Genre: Historical fiction
Publisher: Independently published
Pub date: 24 February 2019
The Story of Catherine Howard Book 1.
It is 1531, Catherine is 7 years old and has just moved to Chesworth House in Sussex to live with her step-grandmother, the Dowager Duchess of Norfolk. Whilst here Catherine is to learn how to be a lady in the hopes of securing a worthy husband.
Chesworth House is home to many young ladies all with the same hopes and dreams. As the youngest, Catherine soon discovers the older girls allow men in to their chambers. Catherine is left on the side lines but as she grows older attention is shifted to her. Her first admirer is her tutor and she can’t help but be happy with his attentions, that is until he begins to scare her. On discovery he is sent away but it’s not long before another switches his attention to her. Francis Dereham is handsome and plies her with attention and presents but Catherine begins to see another side of him, he’s jealous and has a vile temper. Thankfully her grandmother solves the problem but it’s too late for Catherine’s maidenhead, that was taken without consent.
With the scandal hushed up her uncle, Duke of Norfolk finds Catherine a place at court in the household of the soon to become Queen, Anne of Cleves. For Catherine this is a dream and as she begins her life at court she finally finds somewhere she can call home, where she feels she belongs as part of something.
Thomas Culpepper catches her eye but before any relationship can begin she finds herself the target of another’s admiration, Henry VIII himself and is soon a pawn to her uncle to further his ambition. Will her past catch up with her?
This is a refreshing portrayal of Catherine. She spends her life subject to the wants of men, from her father, tutors, uncle and the king.
Catherine is depicted as a pawn to all these men who wish to further their own ambition and desire for selfish reasons giving little regard to Catherine’s feelings with the exception of Henry who genuinely appears to love her which is all she’s ever wanted, to be loved.

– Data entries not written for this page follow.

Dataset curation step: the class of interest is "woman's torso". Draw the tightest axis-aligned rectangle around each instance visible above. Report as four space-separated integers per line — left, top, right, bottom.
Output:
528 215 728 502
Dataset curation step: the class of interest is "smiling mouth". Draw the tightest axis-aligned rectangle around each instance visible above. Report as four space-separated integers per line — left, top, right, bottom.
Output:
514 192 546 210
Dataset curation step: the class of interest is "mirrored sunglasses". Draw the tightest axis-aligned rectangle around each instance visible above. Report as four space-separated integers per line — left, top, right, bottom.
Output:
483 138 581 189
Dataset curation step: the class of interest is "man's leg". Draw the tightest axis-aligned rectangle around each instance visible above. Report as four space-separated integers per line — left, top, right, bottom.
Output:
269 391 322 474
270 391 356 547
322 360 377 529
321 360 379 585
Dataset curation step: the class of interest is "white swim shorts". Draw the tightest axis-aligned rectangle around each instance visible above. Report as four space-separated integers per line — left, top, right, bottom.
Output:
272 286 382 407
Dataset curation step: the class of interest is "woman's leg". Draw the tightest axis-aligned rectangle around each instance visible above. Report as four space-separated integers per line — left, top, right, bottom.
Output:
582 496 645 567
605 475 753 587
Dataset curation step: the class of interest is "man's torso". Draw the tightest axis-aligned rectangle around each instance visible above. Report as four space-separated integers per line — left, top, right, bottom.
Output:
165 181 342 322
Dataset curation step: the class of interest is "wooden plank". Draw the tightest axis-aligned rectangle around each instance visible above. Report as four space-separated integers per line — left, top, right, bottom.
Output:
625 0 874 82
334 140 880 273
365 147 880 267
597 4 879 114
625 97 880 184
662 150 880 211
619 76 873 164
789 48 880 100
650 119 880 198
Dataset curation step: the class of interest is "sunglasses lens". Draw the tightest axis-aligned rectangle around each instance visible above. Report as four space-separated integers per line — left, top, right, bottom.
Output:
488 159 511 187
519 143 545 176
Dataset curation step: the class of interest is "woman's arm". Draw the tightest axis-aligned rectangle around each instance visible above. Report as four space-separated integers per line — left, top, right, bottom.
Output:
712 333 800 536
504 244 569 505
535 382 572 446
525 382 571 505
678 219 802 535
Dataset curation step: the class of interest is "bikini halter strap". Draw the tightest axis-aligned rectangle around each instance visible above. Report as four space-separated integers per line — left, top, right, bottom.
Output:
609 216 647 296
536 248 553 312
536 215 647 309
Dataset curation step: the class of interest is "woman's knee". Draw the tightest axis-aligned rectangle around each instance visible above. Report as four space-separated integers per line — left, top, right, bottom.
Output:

Lawrence brings Catherine to life and provides a story based on true history with fictional embellishments and the result is outstanding. I haven’t seen Catherine as a victim before but this depiction gives an alternative view to those I’ve previously read and I’m inclined to view Catherine in a new light. Catherine is usually known as young and flighty but this book brings us her earlier life, something I’d not really read about. All throughout Catherine’s life there is turmoil in England, from the execution of her cousin Anne Boleyn, the dissolution of the monasteries and other major historical events. Lawrence brings all of these to the forefront through the girls and the Dowager Duchess gossiping.
It’s a striking portrayal of the Tudor court, from the people to the palaces and the clothing. I loved how the court gossip provided insight in to Anne of Cleves and how she found herself in a very beneficial position following her separation from Henry VIII.
The writing style is beautiful and descriptive but very easy to read and I found myself drawn in to Catherine’s life.
I highly enjoyed this book and have already got myself a copy of the second instalment No More Time to Dance. I’m excited to continue with Catherine’s story as she embarks on her journey as Henry VIII’s fifth queen.